For me, Christianity included so many things. It included republican politics. It included creationism. It included the right to tell everyone else they were wrong. It included male leadership. It included the fact  that homosexuality was most certainly the worst of all sins. It included a lot of absolute truths. But in it all, THE TRUTH seemed slightly diminished.

Now when I think of my friend, I wish I would have told her a little about my doubts. I wish I would have spoke far less about anything other than Christ when I spoke of Christianity. She may have been able to accept Christ if he hadn’t been republican, anti-science and a homophobe–all things that I don’t believe Christ is.

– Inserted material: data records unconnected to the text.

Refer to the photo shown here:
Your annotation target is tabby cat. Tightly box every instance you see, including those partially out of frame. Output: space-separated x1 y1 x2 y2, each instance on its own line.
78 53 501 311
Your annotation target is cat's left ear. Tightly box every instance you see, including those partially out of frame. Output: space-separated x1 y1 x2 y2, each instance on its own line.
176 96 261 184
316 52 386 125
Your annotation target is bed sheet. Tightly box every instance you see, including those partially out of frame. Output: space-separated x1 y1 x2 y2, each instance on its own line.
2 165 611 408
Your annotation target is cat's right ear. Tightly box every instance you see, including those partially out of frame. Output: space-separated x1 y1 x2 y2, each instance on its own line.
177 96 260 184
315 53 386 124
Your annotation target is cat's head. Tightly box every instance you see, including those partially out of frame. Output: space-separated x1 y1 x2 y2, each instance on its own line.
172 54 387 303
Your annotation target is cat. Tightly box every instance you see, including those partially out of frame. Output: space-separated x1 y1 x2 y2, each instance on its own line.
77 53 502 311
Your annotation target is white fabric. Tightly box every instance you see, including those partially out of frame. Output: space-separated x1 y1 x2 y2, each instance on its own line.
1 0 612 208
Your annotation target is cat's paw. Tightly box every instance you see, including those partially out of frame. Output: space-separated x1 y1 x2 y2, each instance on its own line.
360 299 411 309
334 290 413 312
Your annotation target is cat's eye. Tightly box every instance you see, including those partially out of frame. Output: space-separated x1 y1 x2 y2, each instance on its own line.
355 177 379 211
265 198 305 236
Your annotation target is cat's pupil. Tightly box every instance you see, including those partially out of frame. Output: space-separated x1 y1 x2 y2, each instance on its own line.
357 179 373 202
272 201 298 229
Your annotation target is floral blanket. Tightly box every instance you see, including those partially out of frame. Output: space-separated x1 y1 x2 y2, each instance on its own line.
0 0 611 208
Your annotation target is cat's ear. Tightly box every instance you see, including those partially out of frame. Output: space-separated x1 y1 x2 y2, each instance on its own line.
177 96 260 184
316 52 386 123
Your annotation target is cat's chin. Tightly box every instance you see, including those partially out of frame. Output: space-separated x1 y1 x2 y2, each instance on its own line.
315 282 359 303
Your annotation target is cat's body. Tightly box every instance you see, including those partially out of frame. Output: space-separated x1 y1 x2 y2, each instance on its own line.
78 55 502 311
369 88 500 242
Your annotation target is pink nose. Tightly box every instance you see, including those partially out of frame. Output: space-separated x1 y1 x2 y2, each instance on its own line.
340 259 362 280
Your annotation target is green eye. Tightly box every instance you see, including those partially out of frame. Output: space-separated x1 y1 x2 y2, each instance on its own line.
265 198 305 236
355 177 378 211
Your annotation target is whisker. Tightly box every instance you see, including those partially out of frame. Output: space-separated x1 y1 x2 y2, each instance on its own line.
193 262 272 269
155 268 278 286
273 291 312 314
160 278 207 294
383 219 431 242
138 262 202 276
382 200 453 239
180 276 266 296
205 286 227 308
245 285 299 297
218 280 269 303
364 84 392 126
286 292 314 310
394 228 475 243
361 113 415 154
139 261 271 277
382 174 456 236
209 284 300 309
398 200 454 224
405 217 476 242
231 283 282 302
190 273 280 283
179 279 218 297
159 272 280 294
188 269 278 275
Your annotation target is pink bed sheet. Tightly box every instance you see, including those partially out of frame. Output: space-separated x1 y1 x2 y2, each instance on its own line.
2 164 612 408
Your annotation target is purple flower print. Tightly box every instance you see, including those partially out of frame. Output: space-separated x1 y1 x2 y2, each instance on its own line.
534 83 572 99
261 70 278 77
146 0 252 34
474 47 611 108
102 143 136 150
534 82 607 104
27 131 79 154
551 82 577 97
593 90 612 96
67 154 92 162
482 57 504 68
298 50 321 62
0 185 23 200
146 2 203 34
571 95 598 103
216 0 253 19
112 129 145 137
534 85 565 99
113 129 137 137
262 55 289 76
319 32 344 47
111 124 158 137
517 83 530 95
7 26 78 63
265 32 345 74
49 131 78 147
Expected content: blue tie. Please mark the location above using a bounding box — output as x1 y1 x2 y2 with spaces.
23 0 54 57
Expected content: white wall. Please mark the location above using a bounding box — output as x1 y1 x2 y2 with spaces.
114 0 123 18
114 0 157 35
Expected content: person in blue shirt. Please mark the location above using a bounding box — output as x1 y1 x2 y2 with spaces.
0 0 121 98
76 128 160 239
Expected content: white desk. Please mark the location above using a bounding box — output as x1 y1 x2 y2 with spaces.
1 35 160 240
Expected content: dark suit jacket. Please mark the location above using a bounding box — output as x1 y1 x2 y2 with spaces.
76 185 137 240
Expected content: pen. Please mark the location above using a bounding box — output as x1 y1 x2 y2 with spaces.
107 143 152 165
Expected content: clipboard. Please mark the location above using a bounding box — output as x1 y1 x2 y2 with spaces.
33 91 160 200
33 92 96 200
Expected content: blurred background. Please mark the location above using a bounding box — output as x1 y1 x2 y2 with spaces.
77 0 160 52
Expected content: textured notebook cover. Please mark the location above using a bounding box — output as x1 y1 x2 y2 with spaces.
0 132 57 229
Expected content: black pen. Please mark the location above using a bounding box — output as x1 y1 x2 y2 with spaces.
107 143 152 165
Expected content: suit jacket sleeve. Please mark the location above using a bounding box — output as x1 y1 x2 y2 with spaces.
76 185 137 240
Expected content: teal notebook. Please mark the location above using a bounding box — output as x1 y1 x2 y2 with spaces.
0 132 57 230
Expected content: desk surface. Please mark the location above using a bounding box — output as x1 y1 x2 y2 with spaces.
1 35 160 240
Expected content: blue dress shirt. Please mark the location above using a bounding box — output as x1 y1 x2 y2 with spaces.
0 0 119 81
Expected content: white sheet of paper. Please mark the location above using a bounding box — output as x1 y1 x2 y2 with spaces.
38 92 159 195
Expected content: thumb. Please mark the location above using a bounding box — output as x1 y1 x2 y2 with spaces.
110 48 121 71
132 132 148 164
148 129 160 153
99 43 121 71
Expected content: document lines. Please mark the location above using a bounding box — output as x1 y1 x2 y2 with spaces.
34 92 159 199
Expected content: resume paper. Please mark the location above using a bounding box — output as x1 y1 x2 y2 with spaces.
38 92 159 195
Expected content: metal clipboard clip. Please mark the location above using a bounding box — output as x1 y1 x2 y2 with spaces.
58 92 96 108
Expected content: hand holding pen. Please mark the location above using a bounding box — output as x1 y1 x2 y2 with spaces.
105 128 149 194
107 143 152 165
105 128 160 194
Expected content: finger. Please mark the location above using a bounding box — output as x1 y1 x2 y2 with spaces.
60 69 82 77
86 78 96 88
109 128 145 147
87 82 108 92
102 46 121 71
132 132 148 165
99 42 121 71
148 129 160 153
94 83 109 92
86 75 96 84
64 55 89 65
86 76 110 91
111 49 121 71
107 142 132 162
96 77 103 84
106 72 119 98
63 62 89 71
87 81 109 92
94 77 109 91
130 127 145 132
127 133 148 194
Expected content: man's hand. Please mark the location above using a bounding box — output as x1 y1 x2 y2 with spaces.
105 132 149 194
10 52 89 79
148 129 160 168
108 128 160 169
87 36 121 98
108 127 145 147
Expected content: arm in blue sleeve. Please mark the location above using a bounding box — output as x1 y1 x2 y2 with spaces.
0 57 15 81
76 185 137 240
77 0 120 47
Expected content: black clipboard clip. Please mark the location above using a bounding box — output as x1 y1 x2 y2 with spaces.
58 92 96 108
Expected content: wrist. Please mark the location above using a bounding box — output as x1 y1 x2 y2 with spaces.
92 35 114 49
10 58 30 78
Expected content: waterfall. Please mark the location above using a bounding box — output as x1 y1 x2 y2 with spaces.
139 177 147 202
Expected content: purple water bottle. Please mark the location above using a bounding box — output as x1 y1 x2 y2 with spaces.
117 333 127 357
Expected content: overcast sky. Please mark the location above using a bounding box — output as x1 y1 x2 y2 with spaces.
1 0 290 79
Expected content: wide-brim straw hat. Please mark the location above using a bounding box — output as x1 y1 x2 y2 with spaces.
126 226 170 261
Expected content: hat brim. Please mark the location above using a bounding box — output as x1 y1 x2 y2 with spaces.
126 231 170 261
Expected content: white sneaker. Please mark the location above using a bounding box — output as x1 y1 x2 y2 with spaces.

I want to live my life everyday full of Christ. I want my actions, thoughts, words and spirit to be Christ-like. And when I speak of Christianity, I want to speak of Christ. And only Christ. I find myself in a place where evangelism no longer includes an agenda. It includes a persona. Christian ethical behavior can be–and should be–taught to those of us who have entered into God’s story; but when the invitation is sent, I simply want to invite people to Christ. I trust Him to do the rest.

6 thoughts on “Bundled Christianity

  1. Denise. This post made me smile. Is christianity supposed to be so cut clear and dry about certain topics in the first place? I don't believe that there's anything wrong with homosexuality… I don't know if that makes any difference. I know at liberty I would be questioned about my faith if I were to state this…

  2. http://raincitypastor.wordpress.com/2010/06/02/evolution-waltke-and-the-pandora-problem/ I find that this post by my pastor, helps clairfy my point. My point has little to do with what is correct when it comes to these issues and much to do with our need to present the gospel of Christ to people without expecting them to share our views on everything. It's ultimately Christ's work to change the ethical behavior and views of people, not mine.

  3. Internet is real slow at the airport but I'm trying to still type. The wonders of technology… Now I understand what you are saying, on a side note do you think homosexuality is wrong? I know at Liberty they saw it unfit, I know I rarely asked about it or talked about it there. I'll leave you with this for now… I'll try to get on later when I'm in Thailand. I love you and hope your weekend is great!

  4. fI know this is an older post and i don't usually follow…but Just so you know, when it came to faith you were and are somebody i have always looked up to. I, like your friend in the post, wish that I could be as strong in my faith and as sure as you are. You are a wonderful person and role model denise.

  5. Hey Kelsey, Just found this comment. Not sure if you'll find my response, but thanks for posting! I appreciate the encouragement. Hope you're doing well!